OPINION:
VICTORIOUS CENTURY: THE UNITED KINGDOM, 1800-1906
By David Cannadine
Viking, $40, 530 pages
Anyone who undertakes a general history of 19th-century Britain must marshal enormous amounts of information. In “Victorious Century,” author David Cannadine certainly succeeds in this task.
When the century began, Britain was still fighting Napoleon and fearful that his all-conquering armies would make their way onto England’s shores. While the navy defeated his ships relatively quickly, it took 15 years for the armies of Britain and her allies to win at Waterloo.
Already, the late-18th century, the Western Hemisphere’s first industrial revolution had gotten underway in England’s North and Midlands, and it proceeded apace throughout the 1800s, fueling both extraordinary increases in population and great wealth and also in extreme immiseration and poverty.
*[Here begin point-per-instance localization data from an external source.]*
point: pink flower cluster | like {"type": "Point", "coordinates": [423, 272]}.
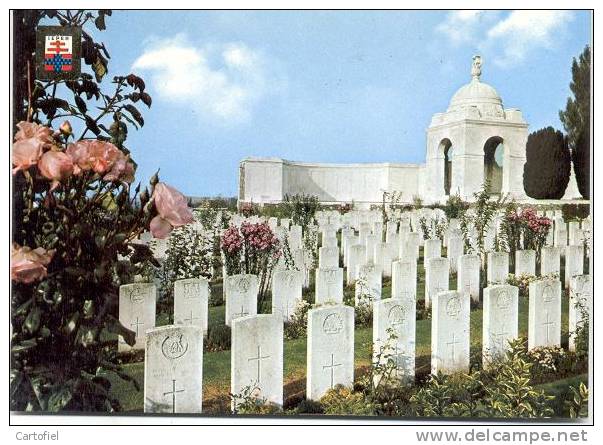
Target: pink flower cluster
{"type": "Point", "coordinates": [531, 220]}
{"type": "Point", "coordinates": [34, 145]}
{"type": "Point", "coordinates": [28, 265]}
{"type": "Point", "coordinates": [259, 236]}
{"type": "Point", "coordinates": [172, 209]}
{"type": "Point", "coordinates": [231, 241]}
{"type": "Point", "coordinates": [246, 209]}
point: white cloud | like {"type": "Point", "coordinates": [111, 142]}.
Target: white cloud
{"type": "Point", "coordinates": [523, 31]}
{"type": "Point", "coordinates": [506, 39]}
{"type": "Point", "coordinates": [223, 82]}
{"type": "Point", "coordinates": [462, 26]}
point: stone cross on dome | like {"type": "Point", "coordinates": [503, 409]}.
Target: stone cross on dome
{"type": "Point", "coordinates": [476, 67]}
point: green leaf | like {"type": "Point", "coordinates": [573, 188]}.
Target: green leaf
{"type": "Point", "coordinates": [135, 114]}
{"type": "Point", "coordinates": [114, 326]}
{"type": "Point", "coordinates": [32, 322]}
{"type": "Point", "coordinates": [91, 124]}
{"type": "Point", "coordinates": [99, 22]}
{"type": "Point", "coordinates": [81, 104]}
{"type": "Point", "coordinates": [24, 346]}
{"type": "Point", "coordinates": [100, 68]}
{"type": "Point", "coordinates": [59, 399]}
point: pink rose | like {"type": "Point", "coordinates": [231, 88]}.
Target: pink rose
{"type": "Point", "coordinates": [30, 142]}
{"type": "Point", "coordinates": [172, 209]}
{"type": "Point", "coordinates": [93, 155]}
{"type": "Point", "coordinates": [29, 265]}
{"type": "Point", "coordinates": [122, 170]}
{"type": "Point", "coordinates": [56, 166]}
{"type": "Point", "coordinates": [29, 130]}
{"type": "Point", "coordinates": [160, 228]}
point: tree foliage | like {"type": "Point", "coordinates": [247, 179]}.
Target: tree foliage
{"type": "Point", "coordinates": [576, 120]}
{"type": "Point", "coordinates": [547, 169]}
{"type": "Point", "coordinates": [68, 233]}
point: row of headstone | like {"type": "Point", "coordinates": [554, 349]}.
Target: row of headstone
{"type": "Point", "coordinates": [174, 354]}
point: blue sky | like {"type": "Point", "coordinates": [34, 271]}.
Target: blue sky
{"type": "Point", "coordinates": [324, 86]}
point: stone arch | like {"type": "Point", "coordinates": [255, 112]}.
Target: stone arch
{"type": "Point", "coordinates": [447, 151]}
{"type": "Point", "coordinates": [493, 164]}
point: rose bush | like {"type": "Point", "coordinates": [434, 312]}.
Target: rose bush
{"type": "Point", "coordinates": [78, 215]}
{"type": "Point", "coordinates": [251, 248]}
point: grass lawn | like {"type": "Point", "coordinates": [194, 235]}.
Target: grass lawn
{"type": "Point", "coordinates": [216, 365]}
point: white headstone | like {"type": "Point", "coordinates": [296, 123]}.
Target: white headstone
{"type": "Point", "coordinates": [241, 296]}
{"type": "Point", "coordinates": [409, 246]}
{"type": "Point", "coordinates": [191, 297]}
{"type": "Point", "coordinates": [468, 277]}
{"type": "Point", "coordinates": [370, 242]}
{"type": "Point", "coordinates": [437, 278]}
{"type": "Point", "coordinates": [330, 349]}
{"type": "Point", "coordinates": [328, 257]}
{"type": "Point", "coordinates": [368, 284]}
{"type": "Point", "coordinates": [383, 259]}
{"type": "Point", "coordinates": [450, 333]}
{"type": "Point", "coordinates": [137, 307]}
{"type": "Point", "coordinates": [525, 262]}
{"type": "Point", "coordinates": [550, 261]}
{"type": "Point", "coordinates": [329, 285]}
{"type": "Point", "coordinates": [501, 318]}
{"type": "Point", "coordinates": [173, 370]}
{"type": "Point", "coordinates": [286, 292]}
{"type": "Point", "coordinates": [454, 251]}
{"type": "Point", "coordinates": [404, 279]}
{"type": "Point", "coordinates": [432, 249]}
{"type": "Point", "coordinates": [544, 315]}
{"type": "Point", "coordinates": [256, 365]}
{"type": "Point", "coordinates": [498, 268]}
{"type": "Point", "coordinates": [356, 258]}
{"type": "Point", "coordinates": [580, 305]}
{"type": "Point", "coordinates": [574, 262]}
{"type": "Point", "coordinates": [394, 322]}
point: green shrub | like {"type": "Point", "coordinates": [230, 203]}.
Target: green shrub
{"type": "Point", "coordinates": [307, 406]}
{"type": "Point", "coordinates": [297, 324]}
{"type": "Point", "coordinates": [577, 404]}
{"type": "Point", "coordinates": [455, 206]}
{"type": "Point", "coordinates": [250, 402]}
{"type": "Point", "coordinates": [575, 212]}
{"type": "Point", "coordinates": [342, 400]}
{"type": "Point", "coordinates": [547, 169]}
{"type": "Point", "coordinates": [218, 338]}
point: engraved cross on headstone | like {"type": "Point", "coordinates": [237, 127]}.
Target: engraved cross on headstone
{"type": "Point", "coordinates": [548, 324]}
{"type": "Point", "coordinates": [259, 359]}
{"type": "Point", "coordinates": [191, 318]}
{"type": "Point", "coordinates": [332, 367]}
{"type": "Point", "coordinates": [242, 313]}
{"type": "Point", "coordinates": [453, 343]}
{"type": "Point", "coordinates": [136, 324]}
{"type": "Point", "coordinates": [499, 338]}
{"type": "Point", "coordinates": [399, 354]}
{"type": "Point", "coordinates": [469, 285]}
{"type": "Point", "coordinates": [288, 308]}
{"type": "Point", "coordinates": [173, 393]}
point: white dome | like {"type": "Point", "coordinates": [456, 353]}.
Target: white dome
{"type": "Point", "coordinates": [476, 94]}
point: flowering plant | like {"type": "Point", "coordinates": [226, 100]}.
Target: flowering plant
{"type": "Point", "coordinates": [74, 212]}
{"type": "Point", "coordinates": [247, 209]}
{"type": "Point", "coordinates": [251, 248]}
{"type": "Point", "coordinates": [523, 229]}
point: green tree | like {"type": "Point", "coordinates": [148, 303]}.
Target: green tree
{"type": "Point", "coordinates": [576, 120]}
{"type": "Point", "coordinates": [67, 234]}
{"type": "Point", "coordinates": [547, 169]}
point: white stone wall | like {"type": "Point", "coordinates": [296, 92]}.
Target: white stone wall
{"type": "Point", "coordinates": [269, 180]}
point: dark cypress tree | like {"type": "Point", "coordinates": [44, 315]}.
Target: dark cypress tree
{"type": "Point", "coordinates": [576, 120]}
{"type": "Point", "coordinates": [547, 169]}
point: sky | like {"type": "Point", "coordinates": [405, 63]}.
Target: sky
{"type": "Point", "coordinates": [324, 86]}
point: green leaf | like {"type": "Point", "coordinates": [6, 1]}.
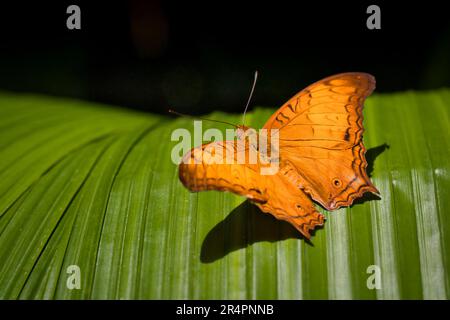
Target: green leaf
{"type": "Point", "coordinates": [94, 186]}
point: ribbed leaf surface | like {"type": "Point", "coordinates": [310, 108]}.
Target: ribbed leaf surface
{"type": "Point", "coordinates": [94, 186]}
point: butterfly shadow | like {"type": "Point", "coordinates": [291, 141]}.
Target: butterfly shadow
{"type": "Point", "coordinates": [247, 224]}
{"type": "Point", "coordinates": [243, 227]}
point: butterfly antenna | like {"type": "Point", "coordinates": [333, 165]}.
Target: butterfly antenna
{"type": "Point", "coordinates": [250, 97]}
{"type": "Point", "coordinates": [189, 116]}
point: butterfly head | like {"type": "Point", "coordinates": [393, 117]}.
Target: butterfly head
{"type": "Point", "coordinates": [246, 133]}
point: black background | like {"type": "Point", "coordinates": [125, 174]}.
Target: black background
{"type": "Point", "coordinates": [197, 57]}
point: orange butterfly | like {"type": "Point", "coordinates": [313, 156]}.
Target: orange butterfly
{"type": "Point", "coordinates": [320, 154]}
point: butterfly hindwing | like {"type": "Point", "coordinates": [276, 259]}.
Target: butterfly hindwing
{"type": "Point", "coordinates": [273, 194]}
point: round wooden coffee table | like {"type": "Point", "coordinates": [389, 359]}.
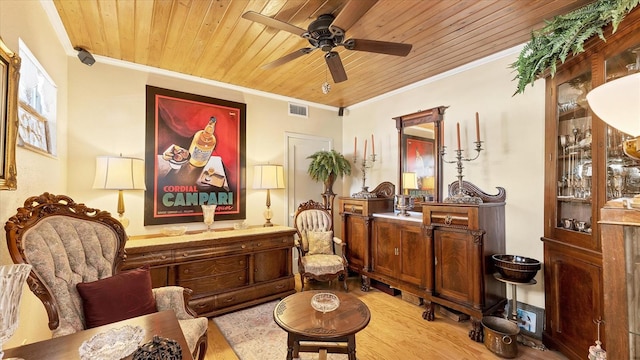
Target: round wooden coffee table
{"type": "Point", "coordinates": [331, 332]}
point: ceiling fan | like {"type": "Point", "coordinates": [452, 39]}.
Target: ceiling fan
{"type": "Point", "coordinates": [327, 32]}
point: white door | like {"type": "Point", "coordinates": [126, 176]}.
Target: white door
{"type": "Point", "coordinates": [299, 186]}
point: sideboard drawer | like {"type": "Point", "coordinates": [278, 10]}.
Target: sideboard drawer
{"type": "Point", "coordinates": [216, 283]}
{"type": "Point", "coordinates": [198, 269]}
{"type": "Point", "coordinates": [454, 216]}
{"type": "Point", "coordinates": [352, 206]}
{"type": "Point", "coordinates": [134, 260]}
{"type": "Point", "coordinates": [272, 243]}
{"type": "Point", "coordinates": [212, 251]}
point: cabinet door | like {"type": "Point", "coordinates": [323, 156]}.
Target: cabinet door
{"type": "Point", "coordinates": [271, 265]}
{"type": "Point", "coordinates": [573, 298]}
{"type": "Point", "coordinates": [385, 248]}
{"type": "Point", "coordinates": [413, 255]}
{"type": "Point", "coordinates": [453, 265]}
{"type": "Point", "coordinates": [356, 238]}
{"type": "Point", "coordinates": [575, 171]}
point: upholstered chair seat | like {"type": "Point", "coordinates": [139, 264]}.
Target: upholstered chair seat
{"type": "Point", "coordinates": [316, 245]}
{"type": "Point", "coordinates": [69, 244]}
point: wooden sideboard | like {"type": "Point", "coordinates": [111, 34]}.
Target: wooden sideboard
{"type": "Point", "coordinates": [226, 269]}
{"type": "Point", "coordinates": [357, 216]}
{"type": "Point", "coordinates": [620, 231]}
{"type": "Point", "coordinates": [442, 254]}
{"type": "Point", "coordinates": [463, 238]}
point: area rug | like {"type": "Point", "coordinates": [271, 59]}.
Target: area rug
{"type": "Point", "coordinates": [254, 335]}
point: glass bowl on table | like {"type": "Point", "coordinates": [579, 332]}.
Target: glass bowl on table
{"type": "Point", "coordinates": [325, 302]}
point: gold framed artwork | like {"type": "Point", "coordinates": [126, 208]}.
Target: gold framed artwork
{"type": "Point", "coordinates": [9, 77]}
{"type": "Point", "coordinates": [37, 110]}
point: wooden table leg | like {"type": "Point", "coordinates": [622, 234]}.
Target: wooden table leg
{"type": "Point", "coordinates": [291, 347]}
{"type": "Point", "coordinates": [351, 347]}
{"type": "Point", "coordinates": [323, 354]}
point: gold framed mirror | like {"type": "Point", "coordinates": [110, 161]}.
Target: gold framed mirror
{"type": "Point", "coordinates": [419, 160]}
{"type": "Point", "coordinates": [9, 76]}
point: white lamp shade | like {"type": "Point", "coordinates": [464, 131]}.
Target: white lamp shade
{"type": "Point", "coordinates": [119, 173]}
{"type": "Point", "coordinates": [617, 103]}
{"type": "Point", "coordinates": [409, 181]}
{"type": "Point", "coordinates": [268, 177]}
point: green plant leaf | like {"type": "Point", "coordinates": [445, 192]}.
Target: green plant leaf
{"type": "Point", "coordinates": [564, 36]}
{"type": "Point", "coordinates": [324, 163]}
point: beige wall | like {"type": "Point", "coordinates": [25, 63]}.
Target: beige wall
{"type": "Point", "coordinates": [36, 173]}
{"type": "Point", "coordinates": [107, 117]}
{"type": "Point", "coordinates": [101, 112]}
{"type": "Point", "coordinates": [512, 128]}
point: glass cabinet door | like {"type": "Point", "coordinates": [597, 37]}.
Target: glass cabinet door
{"type": "Point", "coordinates": [575, 168]}
{"type": "Point", "coordinates": [623, 152]}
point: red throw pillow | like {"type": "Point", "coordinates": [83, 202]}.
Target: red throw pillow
{"type": "Point", "coordinates": [119, 297]}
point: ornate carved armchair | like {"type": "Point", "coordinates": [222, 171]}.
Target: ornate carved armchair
{"type": "Point", "coordinates": [316, 245]}
{"type": "Point", "coordinates": [68, 243]}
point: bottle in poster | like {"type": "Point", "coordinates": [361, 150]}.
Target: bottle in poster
{"type": "Point", "coordinates": [203, 144]}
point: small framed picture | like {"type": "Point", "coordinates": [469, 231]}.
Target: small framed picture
{"type": "Point", "coordinates": [530, 319]}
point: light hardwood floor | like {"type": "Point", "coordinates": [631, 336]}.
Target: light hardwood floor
{"type": "Point", "coordinates": [398, 332]}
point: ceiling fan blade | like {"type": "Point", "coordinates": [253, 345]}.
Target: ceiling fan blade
{"type": "Point", "coordinates": [381, 47]}
{"type": "Point", "coordinates": [335, 66]}
{"type": "Point", "coordinates": [285, 59]}
{"type": "Point", "coordinates": [350, 14]}
{"type": "Point", "coordinates": [277, 24]}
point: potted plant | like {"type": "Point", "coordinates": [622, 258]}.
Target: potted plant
{"type": "Point", "coordinates": [326, 166]}
{"type": "Point", "coordinates": [565, 35]}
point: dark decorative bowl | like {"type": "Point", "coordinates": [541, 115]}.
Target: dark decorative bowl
{"type": "Point", "coordinates": [516, 268]}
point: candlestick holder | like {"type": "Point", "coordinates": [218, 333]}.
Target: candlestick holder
{"type": "Point", "coordinates": [460, 197]}
{"type": "Point", "coordinates": [364, 165]}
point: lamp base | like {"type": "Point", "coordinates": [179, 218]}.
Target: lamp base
{"type": "Point", "coordinates": [123, 220]}
{"type": "Point", "coordinates": [268, 214]}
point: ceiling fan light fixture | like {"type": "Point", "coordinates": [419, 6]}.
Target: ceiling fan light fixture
{"type": "Point", "coordinates": [326, 87]}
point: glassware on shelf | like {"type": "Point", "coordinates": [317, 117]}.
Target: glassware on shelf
{"type": "Point", "coordinates": [12, 278]}
{"type": "Point", "coordinates": [208, 212]}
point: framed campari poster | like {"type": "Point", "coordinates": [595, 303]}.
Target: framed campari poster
{"type": "Point", "coordinates": [194, 156]}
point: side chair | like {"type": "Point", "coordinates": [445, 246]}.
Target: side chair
{"type": "Point", "coordinates": [316, 245]}
{"type": "Point", "coordinates": [74, 251]}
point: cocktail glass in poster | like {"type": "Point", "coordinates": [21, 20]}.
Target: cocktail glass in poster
{"type": "Point", "coordinates": [195, 155]}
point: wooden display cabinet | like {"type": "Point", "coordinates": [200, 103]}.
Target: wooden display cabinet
{"type": "Point", "coordinates": [226, 269]}
{"type": "Point", "coordinates": [585, 167]}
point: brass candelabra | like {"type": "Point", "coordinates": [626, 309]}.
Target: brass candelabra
{"type": "Point", "coordinates": [364, 165]}
{"type": "Point", "coordinates": [460, 196]}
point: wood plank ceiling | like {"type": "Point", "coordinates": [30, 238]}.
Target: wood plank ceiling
{"type": "Point", "coordinates": [210, 39]}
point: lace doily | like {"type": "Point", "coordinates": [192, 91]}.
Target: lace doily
{"type": "Point", "coordinates": [112, 344]}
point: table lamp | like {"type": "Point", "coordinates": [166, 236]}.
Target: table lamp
{"type": "Point", "coordinates": [119, 173]}
{"type": "Point", "coordinates": [617, 103]}
{"type": "Point", "coordinates": [267, 177]}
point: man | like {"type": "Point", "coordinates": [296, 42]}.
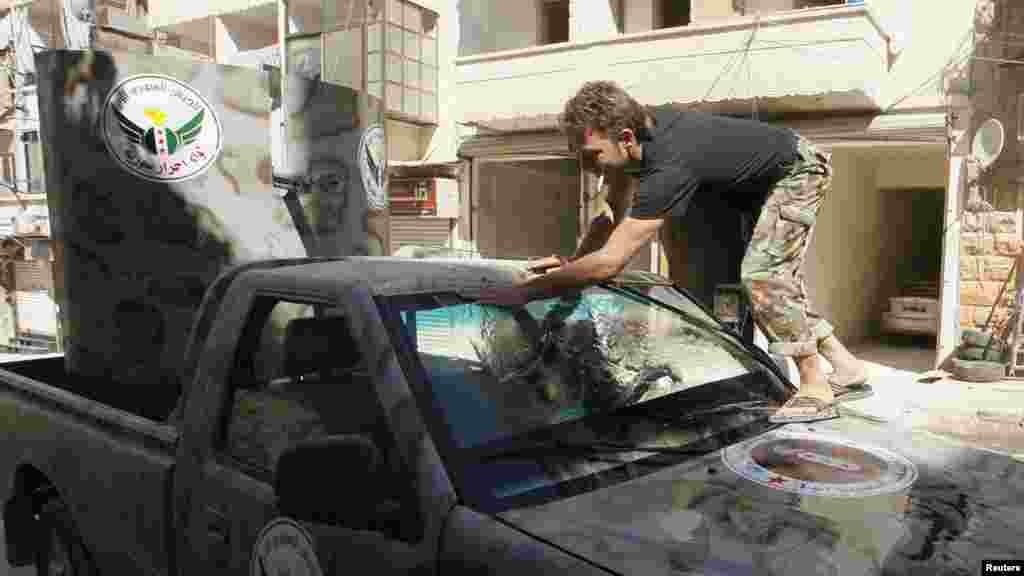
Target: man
{"type": "Point", "coordinates": [654, 161]}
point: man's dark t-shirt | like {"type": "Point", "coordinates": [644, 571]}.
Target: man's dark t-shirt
{"type": "Point", "coordinates": [688, 152]}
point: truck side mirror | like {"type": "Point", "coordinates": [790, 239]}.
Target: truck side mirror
{"type": "Point", "coordinates": [333, 480]}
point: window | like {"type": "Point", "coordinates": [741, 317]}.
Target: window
{"type": "Point", "coordinates": [33, 162]}
{"type": "Point", "coordinates": [297, 377]}
{"type": "Point", "coordinates": [670, 13]}
{"type": "Point", "coordinates": [554, 22]}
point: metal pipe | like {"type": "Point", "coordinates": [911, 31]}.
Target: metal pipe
{"type": "Point", "coordinates": [283, 45]}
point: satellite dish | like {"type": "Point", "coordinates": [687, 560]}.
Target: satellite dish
{"type": "Point", "coordinates": [988, 141]}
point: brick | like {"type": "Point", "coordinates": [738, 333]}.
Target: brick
{"type": "Point", "coordinates": [1007, 245]}
{"type": "Point", "coordinates": [979, 293]}
{"type": "Point", "coordinates": [972, 222]}
{"type": "Point", "coordinates": [1003, 222]}
{"type": "Point", "coordinates": [971, 268]}
{"type": "Point", "coordinates": [995, 269]}
{"type": "Point", "coordinates": [977, 244]}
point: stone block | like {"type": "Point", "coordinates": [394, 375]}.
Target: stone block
{"type": "Point", "coordinates": [979, 293]}
{"type": "Point", "coordinates": [967, 317]}
{"type": "Point", "coordinates": [971, 268]}
{"type": "Point", "coordinates": [1007, 245]}
{"type": "Point", "coordinates": [994, 269]}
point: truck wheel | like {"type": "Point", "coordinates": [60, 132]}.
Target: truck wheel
{"type": "Point", "coordinates": [61, 551]}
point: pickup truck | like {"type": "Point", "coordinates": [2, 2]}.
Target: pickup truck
{"type": "Point", "coordinates": [401, 428]}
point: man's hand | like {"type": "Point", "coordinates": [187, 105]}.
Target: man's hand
{"type": "Point", "coordinates": [542, 265]}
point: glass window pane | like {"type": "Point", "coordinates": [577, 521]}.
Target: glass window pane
{"type": "Point", "coordinates": [393, 68]}
{"type": "Point", "coordinates": [374, 67]}
{"type": "Point", "coordinates": [374, 37]}
{"type": "Point", "coordinates": [412, 74]}
{"type": "Point", "coordinates": [395, 40]}
{"type": "Point", "coordinates": [393, 96]}
{"type": "Point", "coordinates": [428, 80]}
{"type": "Point", "coordinates": [412, 45]}
{"type": "Point", "coordinates": [414, 17]}
{"type": "Point", "coordinates": [429, 54]}
{"type": "Point", "coordinates": [375, 89]}
{"type": "Point", "coordinates": [430, 24]}
{"type": "Point", "coordinates": [411, 104]}
{"type": "Point", "coordinates": [394, 11]}
{"type": "Point", "coordinates": [428, 104]}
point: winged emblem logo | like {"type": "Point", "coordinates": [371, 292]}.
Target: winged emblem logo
{"type": "Point", "coordinates": [161, 128]}
{"type": "Point", "coordinates": [158, 138]}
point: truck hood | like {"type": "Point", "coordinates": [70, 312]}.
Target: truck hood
{"type": "Point", "coordinates": [942, 510]}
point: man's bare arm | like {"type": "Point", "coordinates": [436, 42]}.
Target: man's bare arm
{"type": "Point", "coordinates": [615, 205]}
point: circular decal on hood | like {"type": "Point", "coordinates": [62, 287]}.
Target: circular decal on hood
{"type": "Point", "coordinates": [372, 168]}
{"type": "Point", "coordinates": [813, 464]}
{"type": "Point", "coordinates": [284, 548]}
{"type": "Point", "coordinates": [160, 128]}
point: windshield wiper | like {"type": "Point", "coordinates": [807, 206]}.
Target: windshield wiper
{"type": "Point", "coordinates": [583, 449]}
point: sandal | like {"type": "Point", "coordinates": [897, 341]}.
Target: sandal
{"type": "Point", "coordinates": [822, 411]}
{"type": "Point", "coordinates": [858, 389]}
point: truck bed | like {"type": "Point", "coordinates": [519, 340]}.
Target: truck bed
{"type": "Point", "coordinates": [108, 449]}
{"type": "Point", "coordinates": [151, 402]}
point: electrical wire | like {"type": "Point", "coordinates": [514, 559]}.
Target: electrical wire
{"type": "Point", "coordinates": [738, 56]}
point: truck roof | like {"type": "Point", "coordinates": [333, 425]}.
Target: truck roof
{"type": "Point", "coordinates": [390, 276]}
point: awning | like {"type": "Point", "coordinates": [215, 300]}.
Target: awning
{"type": "Point", "coordinates": [417, 169]}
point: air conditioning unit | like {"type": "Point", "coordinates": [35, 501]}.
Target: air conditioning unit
{"type": "Point", "coordinates": [424, 197]}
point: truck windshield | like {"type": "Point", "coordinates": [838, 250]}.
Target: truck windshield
{"type": "Point", "coordinates": [497, 374]}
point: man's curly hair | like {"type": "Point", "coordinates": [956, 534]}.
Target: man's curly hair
{"type": "Point", "coordinates": [602, 106]}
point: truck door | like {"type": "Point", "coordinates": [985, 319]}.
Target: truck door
{"type": "Point", "coordinates": [299, 395]}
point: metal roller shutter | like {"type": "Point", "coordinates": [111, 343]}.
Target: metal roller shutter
{"type": "Point", "coordinates": [32, 276]}
{"type": "Point", "coordinates": [419, 232]}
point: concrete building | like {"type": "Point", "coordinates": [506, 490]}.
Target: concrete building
{"type": "Point", "coordinates": [863, 79]}
{"type": "Point", "coordinates": [472, 89]}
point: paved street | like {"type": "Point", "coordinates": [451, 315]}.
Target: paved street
{"type": "Point", "coordinates": [989, 416]}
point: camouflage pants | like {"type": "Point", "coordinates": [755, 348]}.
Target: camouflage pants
{"type": "Point", "coordinates": [772, 269]}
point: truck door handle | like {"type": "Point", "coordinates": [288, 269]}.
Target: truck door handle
{"type": "Point", "coordinates": [217, 528]}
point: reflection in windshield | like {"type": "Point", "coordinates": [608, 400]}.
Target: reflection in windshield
{"type": "Point", "coordinates": [498, 373]}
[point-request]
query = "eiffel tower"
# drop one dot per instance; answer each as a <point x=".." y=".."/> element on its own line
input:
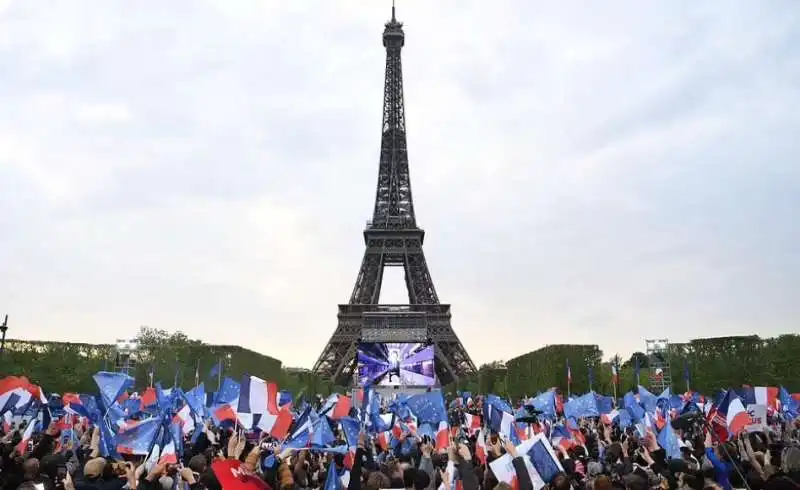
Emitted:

All this time the British Empire was growing into the largest the world had known. Quite a lot of this growth came from ad hoc annexations by colonial officials rather than from settled British policy. The empire brought its own pressures. Some of these were settled by peaceful devolutions of power as in the establishment of Canada then Australia and New Zealand as self-governing countries.
Other issues led to draining and often ignominious wars, such as the opium wars against China, the Crimean war against Russia, and prolonged and bitter battles with Ireland and India about self-determination.
Indeed, problems and issues, both major and minor, abounded, and David Cannadine’s clear and orderly presentation shows readers how Conservative and Liberal politicians worked through them.
Often prompted by middle- and working-class reformers, by the end of the century they had established less onerous factory conditions, especially for women and children, introduced a nation-wide system of education, abandoned the protection of corn and other foodstuffs so even the poorest could eat, made it possible for people other than Anglicans to serve in parliament, and enormously widened the franchise — though not enough to include women.
In explaining the issues involved in these and other reforms, Mr. Cannadine often shows how the personalities of politicians such as the Duke of Wellington, Sir Robert Peel, William Gladstone, Benjamin Disraeli and Lord Palmerston — who was in office almost continuously from 1809 to 1865 — shaped policy and events.
Notably, he writes much less about working class or radical campaigners such as the Chartists, trades unionists, and suffragettes, than he does about the mostly aristocratic politicians who, decade after decade, hogged ministerial positions.
Indeed, he seems most engaged when discussing 19th-century politics, particularly Britain’s relationship with its overseas territories, including Ireland. He tends to present social issues in terms of statistics about such things as living conditions and life expectations, who worked in what industries, and the quantitative effects of their efforts.
His illuminating exposition of the 1851 census is illustrative. It showed that while cities such as London and Manchester were huge, most people still lived in smaller towns and cities. More people worked in agriculture than in industry, and most industrial workers labored in small or medium workshops rather than giant factories.
He frequently points out the contrasts — ironic were they not so painful — between Britain’s technological advances and consequent wealth on the one hand, and its poverty and backwardness on the other. “The United Kingdom might be the most advanced and modern nations on the globe,” he notes in his discussion of the 1851 census, “but it was also a nation where the majority of the population were not only under-employed, under-nourished and largely indifferent to religion, but under-schooled as well.”
Mr. Cannadine writes fluently, sometimes entertainingly, and without academic pomposity. This means the 530 densely packed pages of “Victorious Century” can be read relatively quickly, though ideally readers should have some knowledge of the major events and issues of 19th-century Britain as back-stories are rarely included.
In particular, it would be useful to understand the history of Ireland and the English and Scottish involvement in the country because the Irish question occupied so much attention, especially during the famine of the 1840s, and then during the campaigns for Home Rule and against the policy of coercion in the late 19th century.
“Victorious Century” does not suggest new historical interpretations of 19th-century Britain. Its interest lies rather in the author’s wide range and his emphasis on contrasts — an emphasis announced at the outset by his epigraph from Dickens: “It was the best of times, it was the worst of times.”
Readers following the progress of Brexit will note much of interest, not least Britain’s old-established resistance to involvement in European issues, the Irish status quo that is now complicating negotiations about customs duties, and the rifts in the Conservative Party caused by differences over protectionism that are once again surfacing in the debates between a “hard” and “soft” Brexit.
• Claire Hopley is a writer and editor in Amherst, Mass.